The Wall Street Journal described a case that took place one early March morning in 1993, when a potential jumper wearing a trench coat and brandishing a kitchen knife jumped over a railing onto a catwalk on the bridge, threatening to leap into the Pacific Ocean 220 feet below. Police blocked several lanes of the bridge, backing up traffic for miles.

Glen Sievert, one of about 12 iron worker volunteers who respond to suicide calls, was rousted out of bed via a phone call to handle this incident. He wasn't happy. In fact, many of the bridge-men were said to hold the potential jumpers with contempt - they tie up traffic, distract them from their jobs and give the bridge a bad name.

"I don't like these people, I have my own problems," he told the Journal. "My job is to get them off the bridge. Beyond that, it's up to someone else."

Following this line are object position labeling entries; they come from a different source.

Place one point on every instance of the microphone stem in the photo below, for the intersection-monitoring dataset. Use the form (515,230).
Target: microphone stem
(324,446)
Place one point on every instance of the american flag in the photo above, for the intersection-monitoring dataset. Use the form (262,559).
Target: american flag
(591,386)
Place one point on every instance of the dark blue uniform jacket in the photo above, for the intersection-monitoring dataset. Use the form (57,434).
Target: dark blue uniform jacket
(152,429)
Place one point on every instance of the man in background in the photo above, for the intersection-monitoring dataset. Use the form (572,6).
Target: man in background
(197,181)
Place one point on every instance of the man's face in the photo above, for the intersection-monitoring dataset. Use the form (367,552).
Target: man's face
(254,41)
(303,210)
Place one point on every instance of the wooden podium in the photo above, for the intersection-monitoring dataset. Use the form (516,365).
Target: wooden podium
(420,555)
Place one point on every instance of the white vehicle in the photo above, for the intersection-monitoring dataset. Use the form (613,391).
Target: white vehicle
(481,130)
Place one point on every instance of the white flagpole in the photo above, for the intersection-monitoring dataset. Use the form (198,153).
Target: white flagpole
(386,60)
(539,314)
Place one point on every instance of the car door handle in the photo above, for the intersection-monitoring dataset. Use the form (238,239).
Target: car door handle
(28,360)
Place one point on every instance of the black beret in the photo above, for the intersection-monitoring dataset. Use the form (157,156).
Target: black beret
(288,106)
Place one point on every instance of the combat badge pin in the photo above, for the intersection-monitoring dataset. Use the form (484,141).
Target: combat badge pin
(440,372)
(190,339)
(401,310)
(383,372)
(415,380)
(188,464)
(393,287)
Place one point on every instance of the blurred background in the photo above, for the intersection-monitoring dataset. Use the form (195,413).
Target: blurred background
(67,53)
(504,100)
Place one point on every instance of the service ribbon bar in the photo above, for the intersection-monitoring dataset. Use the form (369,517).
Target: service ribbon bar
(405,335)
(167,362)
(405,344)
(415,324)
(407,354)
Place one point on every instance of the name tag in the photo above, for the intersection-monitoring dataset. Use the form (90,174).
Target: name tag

The iron workers have the job in part because neither trained psychologists nor the professionals on the police force are willing to go over the rail onto the bridge's underbelly to talk down potential victims.

The article said the iron workers pitch themselves to potential jumpers as regular folks who know how tough life can be. If the person doesn't respond to casual conversation, the iron workers' goal is to buy time and establish rapport - then inch close enough to grab them.

One strategy is to ask for the person's watch or wallet, "since you're about to jump anyway." Another is to instill fear, describing in gruesome detail how painful it would be to hit that water at more than 100 miles an hour - and possibly come out of it alive.

The iron workers aren't unaffected by what they see - one father dropped his toddler off the bridge, then jumped himself. One iron worker described what he has seen as "pretty devastating."

The man in the trench coat on the catwalk kept Sievert and others at bay for hours with his knife, and never told them why he wanted to jump. He had tied a nylon rope around his neck and fastened the other end to the bridge. Finally, "fed up and exhausted" as the Journal put it, Sievert told the man to give up in 30 seconds or he would come after him.

The man saluted and jumped. But the rope was still around his neck, and Sievert and other workers grabbed it and hoisted him up - unconscious but alive.